Re: Invoking a method whose name is computed
by runrig (Abbot) on Oct 01, 2012 at 23:38 UTC
    Is there a more straightforward version? Besides the more obvious...

    No.

Re: Invoking a method whose name is computed
by tobyink (Abbot) on Oct 01, 2012 at 23:43 UTC

    Not really.

    You could potentially use Object::Tap...

    use 5.010; use Object::Tap -package => 'UNIVERSAL'; sub Foo::bar { say "Foo::bar"; } Foo->tap(join 'a', 'b', 'r');
    perl -E'sub Monkey::do{say$_,for@_,do{($monkey=[caller(0)]->[3])=~s{::}{ }and$monkey}}"Monkey say"->Monkey::do'
Re: Invoking a method whose name is computed
by AnomalousMonk (Abbot) on Oct 02, 2012 at 02:10 UTC
    Is there a more straightforward version?

    I don't know if you will consider it more straightforward, but the  can() universal method can be used here (see The UNIVERSAL Class in perlobj). As the original example is a class method call, argument passing is, well, straightforward. Had it been an object method, the object reference would need to be passed explicitly as the first argument. (Update: See the reply of afoken for the correct way to invoke with class name or object reference.) Also be aware that if the method does not exist,  can() returns undef.

    >perl -wMstrict -le "use 5.014; ;; package Foo { sub bar_baz { print 'i am bar_bazing! ', @_; } } ;; my $x = 'baz'; Foo->can(qq{bar_$x})->('Hooray!'); " i am bar_bazing! Hooray!

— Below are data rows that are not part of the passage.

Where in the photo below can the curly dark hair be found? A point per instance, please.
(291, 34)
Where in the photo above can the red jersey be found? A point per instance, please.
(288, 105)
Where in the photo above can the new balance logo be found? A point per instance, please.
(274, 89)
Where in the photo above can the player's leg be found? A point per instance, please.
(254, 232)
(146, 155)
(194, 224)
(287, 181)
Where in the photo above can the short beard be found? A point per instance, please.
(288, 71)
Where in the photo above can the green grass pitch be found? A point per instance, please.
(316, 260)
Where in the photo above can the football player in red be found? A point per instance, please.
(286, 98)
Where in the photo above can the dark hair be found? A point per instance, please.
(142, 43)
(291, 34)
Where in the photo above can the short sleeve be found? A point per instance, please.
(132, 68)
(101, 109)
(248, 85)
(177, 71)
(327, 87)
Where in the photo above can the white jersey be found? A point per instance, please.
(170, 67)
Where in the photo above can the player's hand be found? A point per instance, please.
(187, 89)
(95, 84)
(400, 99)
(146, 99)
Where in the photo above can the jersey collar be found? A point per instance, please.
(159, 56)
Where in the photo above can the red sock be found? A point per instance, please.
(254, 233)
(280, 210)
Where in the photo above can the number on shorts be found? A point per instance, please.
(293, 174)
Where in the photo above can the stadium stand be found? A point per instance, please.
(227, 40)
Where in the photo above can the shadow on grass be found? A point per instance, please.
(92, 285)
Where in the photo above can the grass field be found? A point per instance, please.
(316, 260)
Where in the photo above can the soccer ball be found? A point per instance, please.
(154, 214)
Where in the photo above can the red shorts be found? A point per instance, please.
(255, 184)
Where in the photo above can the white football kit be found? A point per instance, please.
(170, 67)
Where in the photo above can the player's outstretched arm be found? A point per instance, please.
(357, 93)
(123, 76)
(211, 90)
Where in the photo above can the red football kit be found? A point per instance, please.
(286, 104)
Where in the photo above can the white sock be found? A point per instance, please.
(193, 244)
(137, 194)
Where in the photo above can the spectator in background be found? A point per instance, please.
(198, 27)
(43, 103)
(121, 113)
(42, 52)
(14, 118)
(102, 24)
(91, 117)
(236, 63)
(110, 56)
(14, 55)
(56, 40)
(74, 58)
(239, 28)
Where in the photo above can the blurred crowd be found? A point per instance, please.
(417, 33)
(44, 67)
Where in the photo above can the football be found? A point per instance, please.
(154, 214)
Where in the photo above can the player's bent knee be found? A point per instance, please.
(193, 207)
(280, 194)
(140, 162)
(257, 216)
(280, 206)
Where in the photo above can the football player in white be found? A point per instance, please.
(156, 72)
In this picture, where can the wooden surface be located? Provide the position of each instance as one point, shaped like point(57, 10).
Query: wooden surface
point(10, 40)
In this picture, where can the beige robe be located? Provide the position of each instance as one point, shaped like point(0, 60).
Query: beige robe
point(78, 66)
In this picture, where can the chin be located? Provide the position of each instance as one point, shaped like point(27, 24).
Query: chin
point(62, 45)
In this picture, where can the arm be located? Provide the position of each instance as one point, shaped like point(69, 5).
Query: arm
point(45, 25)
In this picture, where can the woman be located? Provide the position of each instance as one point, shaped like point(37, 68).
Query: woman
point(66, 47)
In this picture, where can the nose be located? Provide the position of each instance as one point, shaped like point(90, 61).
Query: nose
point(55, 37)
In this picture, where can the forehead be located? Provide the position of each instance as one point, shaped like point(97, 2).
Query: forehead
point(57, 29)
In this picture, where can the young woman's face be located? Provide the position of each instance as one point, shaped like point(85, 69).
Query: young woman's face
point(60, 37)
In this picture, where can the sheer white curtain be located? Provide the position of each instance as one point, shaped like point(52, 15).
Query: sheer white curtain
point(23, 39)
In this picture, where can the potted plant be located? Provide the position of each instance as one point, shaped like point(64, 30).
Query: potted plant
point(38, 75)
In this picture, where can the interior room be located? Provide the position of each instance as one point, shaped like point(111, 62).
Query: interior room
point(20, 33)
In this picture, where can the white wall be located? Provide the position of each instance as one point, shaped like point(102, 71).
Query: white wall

      You invoke Foo::bar_baz as function, not as method. For a method call, the object / class name implicitly added by perl is missing, so you have to add it manually:

      Class->can("prefix_$name")->(Class,'first argument'); $object->can("prefix_$name")->($object,'first argument');

      Hardly DRY. I prefer "wasting" a variable for composed method names:

      my $method="prefix_$name"; Class->$method('first argument'); $object->$method('first argument');

      Alexander

      --
      Today I will gladly share my knowledge and experience, for there are no sweeter words than "I told you so". ;-)

        An advantage of the "wasted variable" (I prefer to think it is an "intelligently used variable") is that you can perform a little validation:

        my $object = bless {hi => 'hello'}; for my $suffix ('x', 'y') { my $method = $object->can("prefix_$suffix"); $object->$method() if $method; } sub prefix_x { my ($self) = @_; print "$self->{hi} world\n"; }

        Update: elaborate code to better show intent.

        True laziness is hard work

      A pretty good solution, but doesn't work for autoloaded methods unless the developer has been conscientious and overloaded can correctly.